POLICE AND SHERIFF REPORTER

“The eyes & ears of the community”

San Francisco’s Youth, Poverty & Crime over the past 14 years

By: “the eyes and ears of the community”

The information in this article was provided from the SF Planning Commissions office. The compilation of information started in 1997. The poverty levels shown here are not to single out populations, but to emphasis the need to help members of these communities with adequate income. We believe that implementing a creative employment program that will earn the participants a livable wage will help reduce the crime rates associated with poverty and lack of education.

 We are using these old statistics to point out how long these conditions have affected these S.F. neighborhoods and communities. We will focus on other cities and cultural problems associated with language barriers to obtaining gainful employment. 

Women, Head of Households

            Considering the California Institute of Mental Health (CIMH) profiles of TANF recipients and DHS statistics, we expect the following client profile:

·        91% single-parent families headed by women, with an average of two children in each family.

·        30 - 40% of recipients/clients having substance abuse and/or mental health problems.

In fact, about 50% of TANF families are headed by a single parent; most are woman between the ages of 25 and 55 with an average of two children. In San Francisco and across the USA this constitutes a large “Domestic Nation of Poverty” comparable to many third world and emerging world countries.

 

“...India, Hungary, Russia, The Philippines and other poorer nations are discovering in software a lucrative industry that requires the one resource in which they are rich: an under-employed, [creative, competent] labor force.”

Scientific America, “The Crisis in Software Development”, Sept. 1994

            While San Francisco has a citywide per-capita income envied by others, our minority populations fall well below the city average.

Per Capita Income by Race/Ethnic Group

(1990 Census)

 

The “Minority Majority City” per capita incomes.

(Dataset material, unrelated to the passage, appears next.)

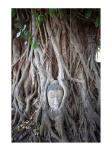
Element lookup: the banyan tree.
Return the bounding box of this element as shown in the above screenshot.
[11,9,100,142]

San Francisco’s Poverty Class

            San Francisco, was number 13 in “Money” magazine’s 1996 survey “Best Places to Live”, but continues to neglect its under served communities. Isolated in housing projects in Hunter’s Point, Potrero Hill, North Beach, Ingleside, Sunnydale and the Western Addition.

 

Chart.2: San Francisco City population by Race/Ethnic group

(1990 Census)

 

Chart 3: San Francisco Poverty population by Race/Ethnic group

(1990 Census)

 


Youth, Poverty and Crime

            San Francisco’s future is largely dependent on today’s youth. Yet today’s minority youth are an overwhelming percentage of youth living below the poverty line (1990 Census of Population & Housing, Dept. of City Planning). More alarming, African American Youth are, 14% of the youth population, make up 50% of juveniles committing crimes.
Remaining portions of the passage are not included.